Unfortunately, Charlie soon discovers that developing feelings for Cain is inevitable, and that those feelings may not be unrequited—but losing him when he finds out what she’s involved with will be more painful than any other sentence awaiting her.


I fell in love with Tucker’s work in Ten Tiny Breaths and One Tiny Lie. Four Seconds to Lose goes above and beyond the bar set by these amazing earlier novels. From the characters to the plot to the romance…I stayed up all night to finish this book.


Charlie is extraordinarily observant, a talent that has kept her alive in many situations in her past. She had the qualities of a fairy-tale princess: gorgeous, strong, and in love and in trouble. I loved Charlie’s character because she became the damsel-in-distress that saved herself. Instead of discovering the trouble on her doorstep and struggling to discover how to fix it, we meet Charlie and immediately learn about the danger she faces. Instead of waiting for someone to save her (the white knight), Charlie is devising a plan to save herself.

Cain is the epitome of the self-made man. His character is a combination of confidence and weakness that is irresistible. I loved the many layers of this man: can’t let himself forget the past, supports his own employees like another would his family, and is trying to not fall madly in love with Charlie. His history might have made him, but his presence defines him. That mysterious quality kept me coming back for more. 


The plot of Four Seconds to Lose is heavily character-driven, like the rest of the Ten Tiny Breaths series. The entire story balances on Cain, Charlie, and the many emotions the two of them carry between them. With so much resting on these two characters, the plot could have been a disaster, but it was incredible. The constant romantic tension between Cain and Charlie supported the entire story, bringing in the side plots to play a part as well. 

Both of the main characters faced off with an outside force of sorts, but Charlie’s was the most terrifying. I won’t include too much here because I don’t want any spoilers. Let’s just say that Charlie’s battle against her foe kept me on the edge of my seat. This particular battle forced Charlie to grow in ways that she might not have been able to otherwise; without it, she would have been an interesting character still, but the depth wouldn’t have been there.

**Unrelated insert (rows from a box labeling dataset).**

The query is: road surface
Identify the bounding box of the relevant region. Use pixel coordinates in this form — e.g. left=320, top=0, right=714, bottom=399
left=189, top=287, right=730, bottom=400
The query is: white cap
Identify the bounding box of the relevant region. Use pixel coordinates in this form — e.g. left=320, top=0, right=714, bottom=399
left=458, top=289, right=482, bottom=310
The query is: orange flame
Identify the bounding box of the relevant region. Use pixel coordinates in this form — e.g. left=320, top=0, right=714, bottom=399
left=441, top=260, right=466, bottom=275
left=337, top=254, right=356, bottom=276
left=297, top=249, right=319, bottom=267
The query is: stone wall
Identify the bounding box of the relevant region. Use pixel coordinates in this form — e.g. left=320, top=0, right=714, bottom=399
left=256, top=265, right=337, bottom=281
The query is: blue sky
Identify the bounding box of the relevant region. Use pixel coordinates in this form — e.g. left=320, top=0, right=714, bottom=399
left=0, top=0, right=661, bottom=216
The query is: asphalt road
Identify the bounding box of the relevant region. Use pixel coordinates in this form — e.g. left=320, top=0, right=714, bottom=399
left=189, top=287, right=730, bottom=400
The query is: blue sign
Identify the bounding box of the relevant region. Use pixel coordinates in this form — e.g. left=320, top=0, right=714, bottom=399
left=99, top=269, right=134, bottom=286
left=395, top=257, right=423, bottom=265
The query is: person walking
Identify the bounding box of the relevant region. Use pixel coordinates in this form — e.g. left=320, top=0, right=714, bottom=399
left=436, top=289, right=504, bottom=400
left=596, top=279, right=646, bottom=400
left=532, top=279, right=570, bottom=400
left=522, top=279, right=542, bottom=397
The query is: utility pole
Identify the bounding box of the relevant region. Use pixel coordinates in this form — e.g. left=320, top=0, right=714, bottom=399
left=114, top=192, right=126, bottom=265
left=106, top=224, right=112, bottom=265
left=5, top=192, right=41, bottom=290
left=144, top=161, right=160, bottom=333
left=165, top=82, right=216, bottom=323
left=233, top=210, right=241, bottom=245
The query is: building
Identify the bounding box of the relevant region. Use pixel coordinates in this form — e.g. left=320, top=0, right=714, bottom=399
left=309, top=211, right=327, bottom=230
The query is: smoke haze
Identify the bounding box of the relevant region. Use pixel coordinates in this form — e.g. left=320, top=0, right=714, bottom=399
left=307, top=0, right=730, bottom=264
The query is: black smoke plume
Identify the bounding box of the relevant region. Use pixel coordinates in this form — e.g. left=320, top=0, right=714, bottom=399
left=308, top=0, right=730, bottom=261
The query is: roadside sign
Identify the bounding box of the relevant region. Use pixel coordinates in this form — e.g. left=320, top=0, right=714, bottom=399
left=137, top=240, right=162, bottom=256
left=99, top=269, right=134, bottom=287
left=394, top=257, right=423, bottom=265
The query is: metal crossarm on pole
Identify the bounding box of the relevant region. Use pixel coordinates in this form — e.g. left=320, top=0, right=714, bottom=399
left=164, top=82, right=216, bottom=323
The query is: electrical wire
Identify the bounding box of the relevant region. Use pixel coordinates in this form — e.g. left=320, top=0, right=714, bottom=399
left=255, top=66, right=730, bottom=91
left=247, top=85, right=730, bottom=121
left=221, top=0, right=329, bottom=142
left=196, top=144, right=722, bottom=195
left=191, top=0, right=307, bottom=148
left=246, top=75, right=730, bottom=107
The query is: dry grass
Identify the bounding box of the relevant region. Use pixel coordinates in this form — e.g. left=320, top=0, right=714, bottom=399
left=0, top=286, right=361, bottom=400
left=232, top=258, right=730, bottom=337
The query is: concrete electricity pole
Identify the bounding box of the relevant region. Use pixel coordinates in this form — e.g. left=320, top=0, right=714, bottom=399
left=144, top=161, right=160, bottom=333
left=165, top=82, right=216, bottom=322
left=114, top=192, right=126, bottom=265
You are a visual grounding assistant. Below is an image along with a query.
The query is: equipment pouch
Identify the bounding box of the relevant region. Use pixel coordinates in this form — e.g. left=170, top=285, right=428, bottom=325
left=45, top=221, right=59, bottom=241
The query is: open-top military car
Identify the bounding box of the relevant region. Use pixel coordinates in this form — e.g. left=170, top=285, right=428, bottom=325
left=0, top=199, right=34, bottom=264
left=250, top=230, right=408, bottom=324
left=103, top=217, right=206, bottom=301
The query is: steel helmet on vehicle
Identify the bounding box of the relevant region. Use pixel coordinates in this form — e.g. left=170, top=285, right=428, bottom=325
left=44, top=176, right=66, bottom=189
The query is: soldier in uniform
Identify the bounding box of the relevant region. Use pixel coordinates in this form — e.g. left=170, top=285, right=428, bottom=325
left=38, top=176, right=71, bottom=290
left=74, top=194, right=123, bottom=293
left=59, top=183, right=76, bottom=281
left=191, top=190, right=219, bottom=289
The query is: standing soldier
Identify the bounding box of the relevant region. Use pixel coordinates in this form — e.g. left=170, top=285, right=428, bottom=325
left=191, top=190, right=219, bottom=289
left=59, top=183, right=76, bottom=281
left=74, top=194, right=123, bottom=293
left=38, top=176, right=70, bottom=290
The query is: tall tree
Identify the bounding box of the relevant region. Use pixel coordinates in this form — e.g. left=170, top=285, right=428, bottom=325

In the entire Ten Tiny Breaths series, Tucker focuses on the importance of family. Sure, the romance is amazing, breathtaking, gorgeous (pick a word), but the themes of family are what keeps me coming back each time. All of the characters in their own stories are lost in some way, needing a support system. As each book progresses, they’ve created a family to love and support each other.

I can’t leave this section without talking about the romance. Oh my, the feels in this book were astonishing. Having read two of Tucker’s work previously, I didn’t think she could surprise me, but the romance between Charlie and Cain knocked my socks off. 


I enjoyed the dual narration between Charlie and Cain. Being able to see the story through each character’s perception made the story and the tension more intense. The dual narration let the character’s individual motives and emotions become fleshed out even more, letting me as a reader get to know the characters.


I’m in love. At the end of the day, I am in love with Four Seconds to Lose. It’s a great book for romantics, readers looking to move away from YA romance to something a little more intense, and the contemporary reader. Tucker’s writing style is fresh and engaging, her characters vibrant and memorable, and I can’t wait to see what she comes up with next.